End Of Paradise
Hétköznapi Túlélö
|
|
|
Ein ziemlich gezacktes Bandlogo, ein Gasmaskenträger vor einer trostlosen Industrielandschaft inclusive Autowrack und Kraftwerkskühltürmen im Hintergrund sowie der Umstand, dass Sänger Attila Feltein den Spitznamen „Zombi“ mit sich herumträgt, lassen eigentlich auf recht heftige Musik schließen.

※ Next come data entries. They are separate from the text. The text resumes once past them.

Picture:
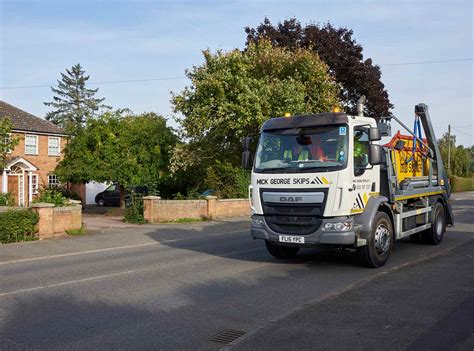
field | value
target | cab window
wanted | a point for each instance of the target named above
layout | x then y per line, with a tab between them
361	147
112	188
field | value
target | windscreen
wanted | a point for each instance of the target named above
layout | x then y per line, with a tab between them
301	150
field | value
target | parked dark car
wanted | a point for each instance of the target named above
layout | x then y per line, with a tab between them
111	195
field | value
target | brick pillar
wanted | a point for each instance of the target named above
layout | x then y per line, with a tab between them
46	219
148	208
211	206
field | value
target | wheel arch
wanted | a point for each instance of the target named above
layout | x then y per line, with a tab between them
366	218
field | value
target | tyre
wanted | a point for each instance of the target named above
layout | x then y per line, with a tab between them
416	238
380	243
435	234
279	251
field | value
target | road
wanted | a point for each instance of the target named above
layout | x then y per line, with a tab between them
178	286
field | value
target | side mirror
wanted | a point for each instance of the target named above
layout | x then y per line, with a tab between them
246	142
374	134
246	160
375	154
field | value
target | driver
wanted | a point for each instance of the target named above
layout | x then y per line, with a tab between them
316	148
297	153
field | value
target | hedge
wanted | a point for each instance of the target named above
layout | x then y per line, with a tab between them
18	225
461	184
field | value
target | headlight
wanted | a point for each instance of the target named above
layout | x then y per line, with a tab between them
338	226
257	222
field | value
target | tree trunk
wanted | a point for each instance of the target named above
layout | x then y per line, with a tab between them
122	196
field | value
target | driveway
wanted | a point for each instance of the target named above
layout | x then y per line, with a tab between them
179	286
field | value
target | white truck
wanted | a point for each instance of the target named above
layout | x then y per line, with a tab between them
325	179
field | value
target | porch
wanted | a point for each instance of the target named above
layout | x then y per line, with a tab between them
20	178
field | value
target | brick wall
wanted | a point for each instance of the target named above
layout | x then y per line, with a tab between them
55	221
157	210
171	210
231	208
45	163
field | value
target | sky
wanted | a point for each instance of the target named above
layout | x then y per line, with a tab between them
139	40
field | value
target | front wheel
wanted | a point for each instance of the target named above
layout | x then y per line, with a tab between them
379	244
279	251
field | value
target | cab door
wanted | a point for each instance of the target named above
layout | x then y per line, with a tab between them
364	175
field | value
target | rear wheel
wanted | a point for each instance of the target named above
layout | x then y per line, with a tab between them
435	234
379	244
279	251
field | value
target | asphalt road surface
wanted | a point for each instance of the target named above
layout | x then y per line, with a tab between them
175	287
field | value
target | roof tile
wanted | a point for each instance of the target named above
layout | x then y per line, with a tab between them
27	122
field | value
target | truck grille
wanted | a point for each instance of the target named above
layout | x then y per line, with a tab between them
296	219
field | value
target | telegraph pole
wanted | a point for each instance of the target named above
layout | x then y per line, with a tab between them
449	148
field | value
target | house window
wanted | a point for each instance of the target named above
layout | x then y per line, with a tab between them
31	144
53	180
8	138
53	146
34	183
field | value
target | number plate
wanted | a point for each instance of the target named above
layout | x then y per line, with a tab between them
291	239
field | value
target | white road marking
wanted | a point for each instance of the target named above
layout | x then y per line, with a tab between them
115	248
99	277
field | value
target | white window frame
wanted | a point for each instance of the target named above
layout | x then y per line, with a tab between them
7	139
36	144
34	181
55	177
49	146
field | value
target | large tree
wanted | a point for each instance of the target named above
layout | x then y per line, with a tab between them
336	47
73	103
460	157
127	150
233	93
7	142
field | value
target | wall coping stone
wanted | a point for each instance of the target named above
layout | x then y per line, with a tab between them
182	201
67	208
74	202
41	205
232	200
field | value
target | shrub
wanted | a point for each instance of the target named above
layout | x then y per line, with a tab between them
228	181
18	225
461	184
6	199
52	196
81	231
134	210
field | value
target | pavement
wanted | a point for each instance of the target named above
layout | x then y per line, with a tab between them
177	286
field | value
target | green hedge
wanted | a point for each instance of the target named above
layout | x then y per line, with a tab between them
461	184
18	225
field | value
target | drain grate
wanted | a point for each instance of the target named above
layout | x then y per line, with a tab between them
227	336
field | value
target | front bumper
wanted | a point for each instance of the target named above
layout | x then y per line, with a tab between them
261	230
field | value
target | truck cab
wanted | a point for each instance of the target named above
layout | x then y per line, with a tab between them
311	175
324	179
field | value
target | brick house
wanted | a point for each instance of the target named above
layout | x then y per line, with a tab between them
31	164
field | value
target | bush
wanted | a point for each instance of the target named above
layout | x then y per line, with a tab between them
18	225
228	181
52	196
461	184
6	199
134	210
81	231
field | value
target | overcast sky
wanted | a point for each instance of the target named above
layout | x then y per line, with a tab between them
126	40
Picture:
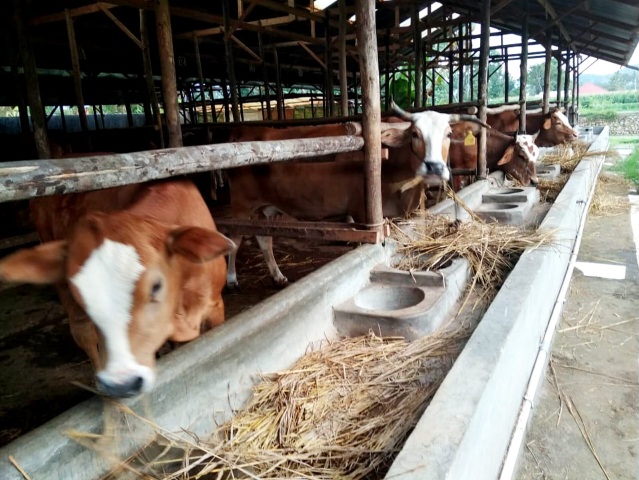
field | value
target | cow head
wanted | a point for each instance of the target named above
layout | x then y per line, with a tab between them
556	129
430	136
519	160
127	273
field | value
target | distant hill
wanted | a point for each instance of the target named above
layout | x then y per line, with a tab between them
601	80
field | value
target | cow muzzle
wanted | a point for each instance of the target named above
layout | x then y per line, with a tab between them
437	168
125	386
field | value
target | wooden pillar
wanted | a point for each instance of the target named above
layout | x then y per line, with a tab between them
483	85
167	66
559	60
230	63
523	70
328	94
200	74
31	82
371	117
227	101
546	95
388	72
460	66
267	93
567	80
417	42
77	78
148	75
278	87
63	119
343	75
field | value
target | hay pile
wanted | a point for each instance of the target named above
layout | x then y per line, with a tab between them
341	412
492	249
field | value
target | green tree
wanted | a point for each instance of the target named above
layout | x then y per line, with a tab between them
535	83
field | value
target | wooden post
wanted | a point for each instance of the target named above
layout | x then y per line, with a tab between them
343	74
371	115
167	65
328	94
559	59
483	85
523	79
460	67
198	62
63	120
567	80
388	72
546	95
227	101
267	93
148	75
77	78
230	63
417	42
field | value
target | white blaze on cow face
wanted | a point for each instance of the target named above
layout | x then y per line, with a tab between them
106	283
562	120
434	133
528	147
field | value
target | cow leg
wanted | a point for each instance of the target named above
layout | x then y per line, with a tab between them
266	245
231	273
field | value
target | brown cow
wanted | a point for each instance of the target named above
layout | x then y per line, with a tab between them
553	127
134	266
318	191
515	156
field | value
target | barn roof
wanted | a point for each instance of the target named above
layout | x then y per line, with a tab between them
110	58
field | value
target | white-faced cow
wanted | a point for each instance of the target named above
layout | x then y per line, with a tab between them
327	190
134	266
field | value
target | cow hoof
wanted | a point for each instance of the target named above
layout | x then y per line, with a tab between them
280	282
232	287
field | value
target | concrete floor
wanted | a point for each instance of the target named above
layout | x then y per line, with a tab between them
584	424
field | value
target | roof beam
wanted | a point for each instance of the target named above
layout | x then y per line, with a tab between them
553	13
74	12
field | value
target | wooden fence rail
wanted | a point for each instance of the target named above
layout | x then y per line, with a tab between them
35	178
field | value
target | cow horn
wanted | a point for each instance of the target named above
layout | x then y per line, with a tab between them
459	117
402	113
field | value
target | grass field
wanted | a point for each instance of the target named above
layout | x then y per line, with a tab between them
629	166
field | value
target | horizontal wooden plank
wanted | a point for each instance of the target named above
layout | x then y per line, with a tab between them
347	232
35	178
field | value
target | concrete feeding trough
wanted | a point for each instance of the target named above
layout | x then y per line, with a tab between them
511	195
510	213
548	172
402	303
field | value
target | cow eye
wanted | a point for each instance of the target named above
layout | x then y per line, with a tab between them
155	290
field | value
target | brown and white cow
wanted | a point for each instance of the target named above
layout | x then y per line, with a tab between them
324	190
134	266
515	155
552	128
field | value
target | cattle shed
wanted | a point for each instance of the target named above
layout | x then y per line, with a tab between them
161	83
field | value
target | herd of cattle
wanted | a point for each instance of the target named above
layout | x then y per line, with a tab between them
138	265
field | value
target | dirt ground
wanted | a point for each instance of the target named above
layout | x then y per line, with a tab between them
39	361
585	421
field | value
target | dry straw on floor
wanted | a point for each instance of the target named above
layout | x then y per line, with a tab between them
341	412
492	249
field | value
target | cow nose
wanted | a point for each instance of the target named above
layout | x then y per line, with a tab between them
132	386
437	168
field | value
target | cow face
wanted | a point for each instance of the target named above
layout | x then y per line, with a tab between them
126	272
519	160
556	129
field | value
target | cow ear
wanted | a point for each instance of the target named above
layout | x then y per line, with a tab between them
508	156
198	244
43	264
394	137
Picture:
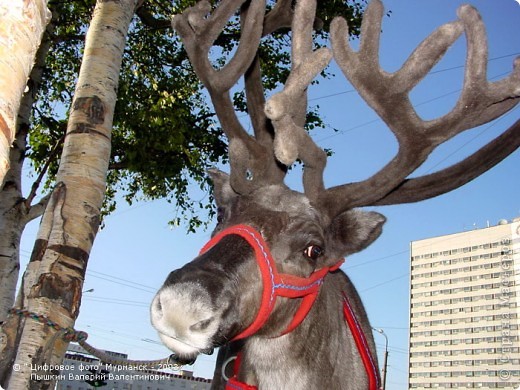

Die ersten 20 Sekunden des Openers „A Szabadság Ébredése“ bringen allerdings traditionellen Metal mit einem markanten Leadgitarrenthema über treibend-lockerem Drumrhythmus zu Gehör, und als nach besagten 20 Sekunden „Zombi“ zu singen beginnt, ist klar, dass auch die anhand des bisherigen Instrumentalteils noch im Bereich des Möglichen befindlich gewesene Abdriftung in Richtung melodischen Death Metals göteborgiger Prägung nicht stattfindet: End Of Paradise entpuppen sich auf diesem ihrem vierten Release und zweiten vollständigen Album als Traditionalisten im Grenzbereich zwischen klassischem Hardrock und Melodic Metal, und da der Rezensent weder das Debütalbum Ne Add Fel noch eine der beiden EPs besitzt und auch das allerneueste Album A Kiválasztott noch nicht in seinem Player rotiert ist, kann er nicht beurteilen, ob die Formation aus Székesféhervár auch auf ihren anderen Releases so klingt bzw. ob es irgendwelche Entwicklungen in bestimmte Richtungen gegeben hat.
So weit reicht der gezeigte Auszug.